On 18th and 19th Century Tariffs

From an economic perspective, the British government ran the American colonies as, wouldn’t you know it, colonies, the most obvious example being the Navigation Acts. The second-rate status of the colonists was, in the end, the principal cause of the American Revolution. After the new nation had been established, it made sense to protect industry for two reasons: first, to provide a viable source of revenue for the government; and second, to shield infant businesses from competition that had historically been unfair. The latter is the classic case in which even economists who prize efficiency above all can support some measure of protection.
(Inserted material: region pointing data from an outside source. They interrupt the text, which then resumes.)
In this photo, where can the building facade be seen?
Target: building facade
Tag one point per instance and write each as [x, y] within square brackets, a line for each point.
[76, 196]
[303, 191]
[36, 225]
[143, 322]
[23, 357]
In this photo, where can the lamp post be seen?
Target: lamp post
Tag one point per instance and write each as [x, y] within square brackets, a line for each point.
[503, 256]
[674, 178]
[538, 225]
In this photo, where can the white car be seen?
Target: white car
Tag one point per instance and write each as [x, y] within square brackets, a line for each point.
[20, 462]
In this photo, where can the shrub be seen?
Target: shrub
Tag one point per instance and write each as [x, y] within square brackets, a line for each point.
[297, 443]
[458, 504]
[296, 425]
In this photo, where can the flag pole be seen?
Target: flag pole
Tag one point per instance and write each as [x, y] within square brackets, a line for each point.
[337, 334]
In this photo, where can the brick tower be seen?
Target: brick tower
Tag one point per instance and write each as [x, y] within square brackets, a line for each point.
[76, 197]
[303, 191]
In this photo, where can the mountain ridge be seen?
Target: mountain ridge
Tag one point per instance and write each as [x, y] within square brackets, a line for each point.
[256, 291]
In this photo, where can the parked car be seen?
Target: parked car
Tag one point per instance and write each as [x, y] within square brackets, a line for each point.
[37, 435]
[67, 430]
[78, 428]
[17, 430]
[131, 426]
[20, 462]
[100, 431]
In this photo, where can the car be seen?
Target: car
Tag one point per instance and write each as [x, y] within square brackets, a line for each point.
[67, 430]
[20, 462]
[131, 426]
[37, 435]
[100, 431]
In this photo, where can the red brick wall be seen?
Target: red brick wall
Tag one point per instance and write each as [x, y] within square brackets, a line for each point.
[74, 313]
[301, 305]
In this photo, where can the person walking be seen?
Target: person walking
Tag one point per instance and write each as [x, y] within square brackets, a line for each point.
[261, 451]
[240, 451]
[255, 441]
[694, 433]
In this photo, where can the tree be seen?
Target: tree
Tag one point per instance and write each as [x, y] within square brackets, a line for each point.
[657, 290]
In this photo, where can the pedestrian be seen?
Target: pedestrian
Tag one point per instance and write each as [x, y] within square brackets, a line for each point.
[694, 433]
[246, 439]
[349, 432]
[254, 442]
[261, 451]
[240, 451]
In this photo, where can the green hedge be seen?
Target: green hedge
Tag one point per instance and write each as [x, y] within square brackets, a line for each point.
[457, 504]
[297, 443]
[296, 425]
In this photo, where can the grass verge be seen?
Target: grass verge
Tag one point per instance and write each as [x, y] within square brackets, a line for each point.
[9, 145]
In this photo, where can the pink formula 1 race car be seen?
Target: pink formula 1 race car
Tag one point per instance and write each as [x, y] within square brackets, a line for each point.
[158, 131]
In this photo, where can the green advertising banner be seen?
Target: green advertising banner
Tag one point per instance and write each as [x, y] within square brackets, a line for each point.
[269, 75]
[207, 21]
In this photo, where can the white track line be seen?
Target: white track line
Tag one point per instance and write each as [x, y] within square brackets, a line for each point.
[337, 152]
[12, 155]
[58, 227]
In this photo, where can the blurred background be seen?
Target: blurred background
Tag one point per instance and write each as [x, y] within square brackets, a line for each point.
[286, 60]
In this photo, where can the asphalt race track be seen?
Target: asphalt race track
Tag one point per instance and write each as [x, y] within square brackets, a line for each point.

But once established, the tariff long outstayed its welcome. By the 1830s, it was the source of great sectional friction, and the nation’s first secession crisis, although everyone knew that it was largely a proxy for the greater issue of slavery. The tariff question revolved around money and numbers, so it could be compromised; slavery was a moral issue which could not. Still, protection continued to be a source of friction between agricultural and industrial interests.

By the 1880s and 1890s, the tariff was once again front and center in American politics. Northern manufacturers insisted that it permitted them to pay higher wages to their workers but did not behave that way in practice. The public noticed. The GOP largely lost the election of 1892 over the tariff, and only prevailed in 1896 because the 1893 depression and the currency issue took precedence in the minds of most of the voters.